Zanin pede apuração criminal após informações protegidas aparecerem no registro de Dallagnol. A defesa nega intenção de exposição e diz que os documentos eram necessários para provar sua elegibilidade.
Dados de Zanin viram arma na batalha eleitoral de Dallagnol

Dados de Zanin viram arma na batalha eleitoral de Dallagnol
A disputa sobre a candidatura de Deltan Dallagnol (Novo) ao Senado pelo Paraná ganhou uma frente delicada: a exposição, no processo eleitoral, de informações fiscais e bancárias do ministro do Supremo Tribunal Federal Cristiano Zanin, de familiares e do antigo escritório de advocacia da família.

O TRE-PR determinou sigilo sobre documentos dos autos, deu 24 horas para Dallagnol prestar explicações e encaminhou o caso ao Ministério Público. Segundo o tribunal, cabe aos advogados que inserem peças no sistema indicar o material que deve tramitar de forma reservada — algo que não ocorreu nesse caso.
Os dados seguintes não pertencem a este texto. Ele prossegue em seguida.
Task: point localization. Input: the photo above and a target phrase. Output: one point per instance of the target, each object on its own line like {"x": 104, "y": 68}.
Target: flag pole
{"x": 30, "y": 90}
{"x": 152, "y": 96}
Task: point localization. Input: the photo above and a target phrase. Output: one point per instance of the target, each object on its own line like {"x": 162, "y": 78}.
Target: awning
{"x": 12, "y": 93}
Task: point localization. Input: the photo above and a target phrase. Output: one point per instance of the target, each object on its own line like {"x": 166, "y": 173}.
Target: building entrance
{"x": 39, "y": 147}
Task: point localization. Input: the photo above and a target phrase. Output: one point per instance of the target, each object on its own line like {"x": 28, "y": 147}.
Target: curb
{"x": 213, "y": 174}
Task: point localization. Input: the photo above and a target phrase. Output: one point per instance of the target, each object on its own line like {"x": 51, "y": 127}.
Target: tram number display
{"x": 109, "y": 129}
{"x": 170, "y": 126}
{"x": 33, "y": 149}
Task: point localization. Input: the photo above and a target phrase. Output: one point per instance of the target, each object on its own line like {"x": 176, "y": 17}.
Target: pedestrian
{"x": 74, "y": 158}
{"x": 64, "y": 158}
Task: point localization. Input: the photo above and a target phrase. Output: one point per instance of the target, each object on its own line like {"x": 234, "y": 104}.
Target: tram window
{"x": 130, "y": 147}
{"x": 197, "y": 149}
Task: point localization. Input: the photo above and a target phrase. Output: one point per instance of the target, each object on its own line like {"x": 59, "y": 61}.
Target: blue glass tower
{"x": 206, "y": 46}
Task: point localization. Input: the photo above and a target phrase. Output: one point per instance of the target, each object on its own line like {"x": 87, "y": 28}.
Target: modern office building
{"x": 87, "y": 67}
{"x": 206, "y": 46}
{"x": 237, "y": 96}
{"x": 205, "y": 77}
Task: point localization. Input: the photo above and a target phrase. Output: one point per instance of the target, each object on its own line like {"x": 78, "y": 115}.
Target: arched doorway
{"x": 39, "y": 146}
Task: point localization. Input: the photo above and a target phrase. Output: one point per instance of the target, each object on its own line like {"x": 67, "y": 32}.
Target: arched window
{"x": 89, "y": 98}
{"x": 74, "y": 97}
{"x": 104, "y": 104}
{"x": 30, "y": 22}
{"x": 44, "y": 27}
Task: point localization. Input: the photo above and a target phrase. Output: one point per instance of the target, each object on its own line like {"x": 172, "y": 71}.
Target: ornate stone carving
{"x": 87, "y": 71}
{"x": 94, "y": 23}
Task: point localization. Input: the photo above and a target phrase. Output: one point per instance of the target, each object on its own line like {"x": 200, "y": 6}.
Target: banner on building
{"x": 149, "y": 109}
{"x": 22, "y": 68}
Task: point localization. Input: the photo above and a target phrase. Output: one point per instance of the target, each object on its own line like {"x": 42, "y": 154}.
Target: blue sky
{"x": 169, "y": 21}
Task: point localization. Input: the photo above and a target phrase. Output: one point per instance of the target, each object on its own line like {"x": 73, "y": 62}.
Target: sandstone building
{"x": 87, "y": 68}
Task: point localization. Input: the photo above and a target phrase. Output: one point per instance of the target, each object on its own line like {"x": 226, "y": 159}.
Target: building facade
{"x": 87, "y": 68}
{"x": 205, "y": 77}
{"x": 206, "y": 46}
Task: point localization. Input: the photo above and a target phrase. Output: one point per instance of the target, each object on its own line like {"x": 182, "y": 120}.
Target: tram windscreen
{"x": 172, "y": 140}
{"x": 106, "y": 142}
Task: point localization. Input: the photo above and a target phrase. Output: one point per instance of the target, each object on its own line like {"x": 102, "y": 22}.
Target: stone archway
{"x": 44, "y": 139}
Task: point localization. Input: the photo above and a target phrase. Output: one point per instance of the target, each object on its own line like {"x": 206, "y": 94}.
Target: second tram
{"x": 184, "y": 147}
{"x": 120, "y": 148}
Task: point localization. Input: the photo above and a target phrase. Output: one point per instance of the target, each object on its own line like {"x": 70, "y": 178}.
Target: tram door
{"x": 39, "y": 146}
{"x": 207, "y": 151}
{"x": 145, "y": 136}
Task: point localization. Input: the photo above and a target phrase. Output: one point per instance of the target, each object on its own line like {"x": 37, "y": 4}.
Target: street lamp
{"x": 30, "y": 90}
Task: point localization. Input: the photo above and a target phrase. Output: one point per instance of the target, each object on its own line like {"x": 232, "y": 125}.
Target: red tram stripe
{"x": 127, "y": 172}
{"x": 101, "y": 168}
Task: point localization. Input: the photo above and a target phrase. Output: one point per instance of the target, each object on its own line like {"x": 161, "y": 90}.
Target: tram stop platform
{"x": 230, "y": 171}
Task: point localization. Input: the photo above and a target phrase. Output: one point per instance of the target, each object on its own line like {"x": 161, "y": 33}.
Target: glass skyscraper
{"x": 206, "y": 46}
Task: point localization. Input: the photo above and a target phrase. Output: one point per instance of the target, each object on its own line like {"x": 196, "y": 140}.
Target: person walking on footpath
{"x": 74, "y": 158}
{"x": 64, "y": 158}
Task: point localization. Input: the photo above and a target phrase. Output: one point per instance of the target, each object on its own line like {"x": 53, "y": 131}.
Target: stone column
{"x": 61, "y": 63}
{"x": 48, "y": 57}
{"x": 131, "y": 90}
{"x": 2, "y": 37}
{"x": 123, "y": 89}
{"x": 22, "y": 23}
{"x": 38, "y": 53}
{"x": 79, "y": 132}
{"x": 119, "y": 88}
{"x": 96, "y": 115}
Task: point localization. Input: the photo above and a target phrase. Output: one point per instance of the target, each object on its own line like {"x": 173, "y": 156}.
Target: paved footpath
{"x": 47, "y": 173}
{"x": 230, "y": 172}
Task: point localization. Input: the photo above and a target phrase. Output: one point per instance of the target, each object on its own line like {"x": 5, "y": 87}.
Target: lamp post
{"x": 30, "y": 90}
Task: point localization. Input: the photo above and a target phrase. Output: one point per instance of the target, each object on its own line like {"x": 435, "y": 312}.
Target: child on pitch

Zanin trata o episódio como uma ilegalidade, não como um simples erro processual. Em ofício, pediu providências para interromper a exposição e promover “a responsabilização dos envolvidos, inclusive no âmbito criminal”. A cobertura crítica a Dallagnol também destaca que os relatórios, originados de medidas da Lava Jato posteriormente anuladas pelo STF, não apontaram contas secretas, valores omitidos ou patrimônio sem origem comprovada. Além disso, os documentos foram apresentados à Justiça Eleitoral sem pedido de sigilo.

A defesa de Dallagnol oferece outra leitura. Afirma que anexou integralmente procedimentos do Conselho Nacional do Ministério Público para responder às impugnações e demonstrar que reclamações usadas contra sua elegibilidade não poderiam resultar em demissão. Os advogados dizem ter agido de maneira “transparente e zelosa” e negam qualquer intenção de expor Zanin.

Nas redes sociais, o advogado Enio Viterbo pediu “calma” e ressaltou que os dados estavam dentro de uma reclamação disciplinar apresentada pelo próprio Zanin contra Dallagnol — argumento que explica a origem do material, mas não resolve por que ele ficou acessível publicamente.

As versões convergem em um ponto: os documentos entraram nos autos como parte da defesa eleitoral. A divergência central é outra — se a juntada integral justificava a exposição. Enquanto Dallagnol invoca o direito de candidatura, Zanin cobra proteção legal e consequências para os responsáveis.